O Brasil pedirá explicações ao governo de Donald
Trump pelo que chamou de “desrespeito aos direitos fundamentais” de 88
migrantes irregulares brasileiros deportados dos Estados Unidos, que
foram algemados durante a viagem, informou o Ministério de Relações
Exteriores brasileiro.
Este é o primeiro episódio de tensão entre
os governos do novo presidente dos Estados Unidos e de Luiz Inácio Lula
da Silva, que manifestou seu desejo de preservar a “relação histórica”

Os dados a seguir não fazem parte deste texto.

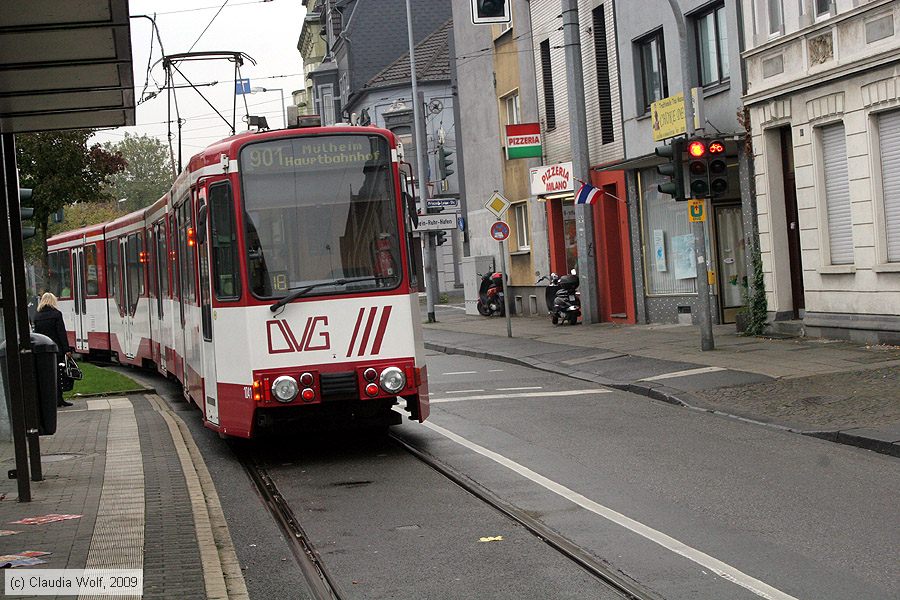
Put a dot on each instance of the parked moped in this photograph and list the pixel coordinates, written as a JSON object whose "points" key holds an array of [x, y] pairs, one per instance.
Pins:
{"points": [[563, 298], [490, 295]]}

entre Washington e Brasília no dia da posse de Trump, em 20 de janeiro.
Segundo
o Itamaraty, será apresentado um “pedido de explicações ao governo
norte-americano sobre o tratamento degradante dispensado aos passageiros
no voo” procedente dos Estados Unidos que aterrissou na noite de
sexta-feira em Manaus, afirmou a chancelaria brasileira em sua conta no
X.
Um nota oficial do governo no sábado confirmou um total de 88 brasileiros a bordo da aeronave.
“A
gente ia amarrado no pulso, na cintura e na perna, não tinha água, a
gente pedia para ir no banheiro e não deixavam”, declarou à AFP Edgar Da
Silva Moura, um técnico de informática de 31 anos que chegou deportado
no voo após sete meses de detido nos EUA.

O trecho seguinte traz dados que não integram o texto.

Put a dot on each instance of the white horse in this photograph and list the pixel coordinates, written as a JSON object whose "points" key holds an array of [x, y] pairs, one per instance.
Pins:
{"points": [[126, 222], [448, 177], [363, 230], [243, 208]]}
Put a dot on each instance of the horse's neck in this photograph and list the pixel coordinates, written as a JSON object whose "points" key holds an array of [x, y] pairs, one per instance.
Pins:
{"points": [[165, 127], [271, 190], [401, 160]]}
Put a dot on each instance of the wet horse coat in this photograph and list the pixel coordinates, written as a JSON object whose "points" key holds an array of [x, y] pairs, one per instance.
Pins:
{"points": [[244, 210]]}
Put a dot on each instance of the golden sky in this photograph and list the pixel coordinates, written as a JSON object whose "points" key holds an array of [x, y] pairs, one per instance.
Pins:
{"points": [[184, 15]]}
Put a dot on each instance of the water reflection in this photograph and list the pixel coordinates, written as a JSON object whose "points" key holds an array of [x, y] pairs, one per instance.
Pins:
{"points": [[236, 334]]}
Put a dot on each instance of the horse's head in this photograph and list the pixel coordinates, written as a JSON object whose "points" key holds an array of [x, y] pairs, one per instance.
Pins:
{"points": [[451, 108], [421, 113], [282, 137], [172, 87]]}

“Estava muito quente, pessoas desmaiaram”, adicionou.
Luis
Antonio Rodrigues Santos, um trabalhador autônomo de 21 anos relatou o
“pesadelo” de pessoas com “problemas respiratórios” que passaram “quatro
horas sem ar condicionado” devido a problemas técnicos, que também
afetaram “uma turbina que não estaria funcionando”.
“Já mudou muita coisa [com Trump] (…), imigrantes tratados como criminosos”, afirmou.
A
ministra dos Direitos Humanos e Cidadania, Macaé Evaristo, disse à
imprensa que na aeronave também havia “crianças com autismo, com algum
tipo de deficiência, que passaram por situações muito graves”.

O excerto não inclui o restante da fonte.